SCOTTISH communities affected by severe weather are to be helped by £12 million of new funding, Nicola Sturgeon has announced.
The cash includes a £1,500 grant for every household, business premises or charity directly affected by flood water, and a £5m fund for councils to replace damaged infrastructure.
The First Minister unveiled the funding boost as she visited the flood-hit North-east. Opposition politicians welcomed the announcement, although some complained that financial help had arrived too slowly.
The north-east of the country is the latest area to be battered by heavy rain, causing severe disruption to travel, the evacuation of homes in some parts of Aberdeenshire and two severe flood warnings for Inverurie and Kintore.
It follows flooding across other parts of the country, including Tayside and the Borders, as a result of Storm Frank.
The funding is in addition to the £4m announced by the Deputy First Minister in his budget statement, bringing the total package of support for those affected by the adverse weather to more than £16m.
Sturgeon has been under pressure from opposition parties to spell out what extra funding will be allocated to flood relief. An extra £5.8m will be made available to support households and business properties.
Councils which have suffered the most damage as a result of the flooding have been allocated a share of the fund, but people in any part of Scotland who have suffered flood damage can apply for a grant.
In addition to flood relief support, businesses whose ability to trade has been severely affected by flooding will be able to apply for an extra grant of £3,000 funded by the Scottish Government and administered by their local authority.
Additional funding of up to £5m will be made available to councils to replace infrastructure severely damaged by flood waters, including support for the reinstatement of the A93 link between Ballater and Braemar.
An Agricultural Floodbank Restoration Grant Scheme of up to £1m will also be made available to farmers to restore damaged floodbanks, and discussions will continue next week with the industry on how the government can support them through severe weather.

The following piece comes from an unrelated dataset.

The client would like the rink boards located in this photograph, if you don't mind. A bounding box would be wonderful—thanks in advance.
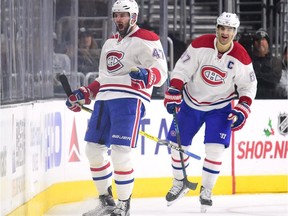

Sturgeon said: “In the face of devastation Scotland’s communities have rallied together and shown real strength.”
Alison McInnes, the North- east-based Lib Dem MSP, said: “Here in the North-east local agencies have faced a prolonged battle against the rising water and staff and residents are exhausted. I do worry we haven’t seen the last of the bad weather but everyone has rallied together to support one another and the examples of community spirit have been heartening to see at such a difficult time.
“Lessons need to be learnt on what’s happened in Scotland since the start of 2016 because I still think this response took place at a snail’s pace. The Scottish Government cannot keep forgetting that its responsibility is to the whole of Scotland, not just the Central Belt.”